Oui, c'est vrai, Guy Bedos n'était pas tendre avec ceux qui venaient l'interviewer. Voire méchant. J'en ai fait l'expérience.
 

"Mon rôle à moi c'est de ne respecter personne"

Arriver à faire rire sur des sujets pas drôles  et pas évidents comme le nucléaire pour faire réfléchir sur les problèmes du temps. Etre désagréable avec à peu près tout le monde et risquer de se retrouver seul. Voilà comment Guy Bedos parlait de son rôle sur scène, face au public. Quant à l'humour il en donnait cette définition : "l'humour c'est l'irrespect, l'insolence et l'impertinence."
► Lire plus bas son interview complète


Bedos et la centrale de Penly

En novembre 1979, Guy Bedos était à l'affiche d'un spectacle organisé un dimanche après-midi à la salle Paul Eluard de Dieppe par des militants mobilisés contre la construction d'une centrale nucléaire à Penly, à quelques dizaines de kilomètres de là.
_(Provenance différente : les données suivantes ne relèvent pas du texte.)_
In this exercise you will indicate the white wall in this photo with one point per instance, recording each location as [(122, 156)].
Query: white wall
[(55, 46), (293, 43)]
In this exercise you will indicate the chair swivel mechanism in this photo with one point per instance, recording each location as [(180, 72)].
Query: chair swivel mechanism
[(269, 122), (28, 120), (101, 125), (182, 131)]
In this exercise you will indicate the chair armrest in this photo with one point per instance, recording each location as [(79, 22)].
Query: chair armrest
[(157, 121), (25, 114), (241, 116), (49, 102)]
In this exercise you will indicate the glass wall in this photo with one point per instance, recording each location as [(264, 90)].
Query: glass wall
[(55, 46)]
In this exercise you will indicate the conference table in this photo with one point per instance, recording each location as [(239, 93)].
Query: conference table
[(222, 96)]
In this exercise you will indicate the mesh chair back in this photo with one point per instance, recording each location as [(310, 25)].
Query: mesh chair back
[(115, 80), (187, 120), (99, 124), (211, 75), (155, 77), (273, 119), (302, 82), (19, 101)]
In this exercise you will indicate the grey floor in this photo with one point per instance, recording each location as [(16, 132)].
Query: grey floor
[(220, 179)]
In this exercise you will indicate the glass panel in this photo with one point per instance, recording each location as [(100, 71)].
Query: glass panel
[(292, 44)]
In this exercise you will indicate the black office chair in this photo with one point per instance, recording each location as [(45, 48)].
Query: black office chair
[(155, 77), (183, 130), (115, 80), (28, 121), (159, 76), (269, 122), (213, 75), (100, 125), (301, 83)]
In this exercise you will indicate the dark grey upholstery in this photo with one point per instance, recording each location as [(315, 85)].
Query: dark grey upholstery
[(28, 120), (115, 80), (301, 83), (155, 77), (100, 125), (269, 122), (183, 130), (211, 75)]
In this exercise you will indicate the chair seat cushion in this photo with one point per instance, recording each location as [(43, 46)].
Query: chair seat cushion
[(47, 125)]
Jeune journaliste débutant pour les infos de la radio FR3 Normandie, je suis allé à ce spectacle à la fin duquel, pour enregistrer une interview avec mon magnétophone, je me suis retrouvé en face de Guy Bedos, dans une petite loge où s'entassaient autour de nous une bonne dizaine de militants. L'entretien débute avec ce public autour et un Bedos goguenard en face de moi.

Naïvement, et en commençant par remarquer qu'il n'y avait pas eu grand monde dans la salle pour ce spectacle, j'évoque un écho paru dans les Infos Dieppoises du vendredi précédent rapportant que le célèbre humoriste se faisait payer pour venir à Dieppe pour ce spectacle militant.

La réaction de Guy Bedos fut terrible. Une belle colère contre moi et des noms d'oiseau, devant tous les militants anti-nucléaires évidemment hilares devant ce show imprévu… Viré. J'ai été viré de la loge.

J'ai traversé la salle, je suis sorti et en arrivant sur le boulevard Clémenceau, un des gars présent dans la loge m'a rattrapé en courant en me disant "Revenez, il veut vous voir, il m'envoie vous chercher, faut revenir !"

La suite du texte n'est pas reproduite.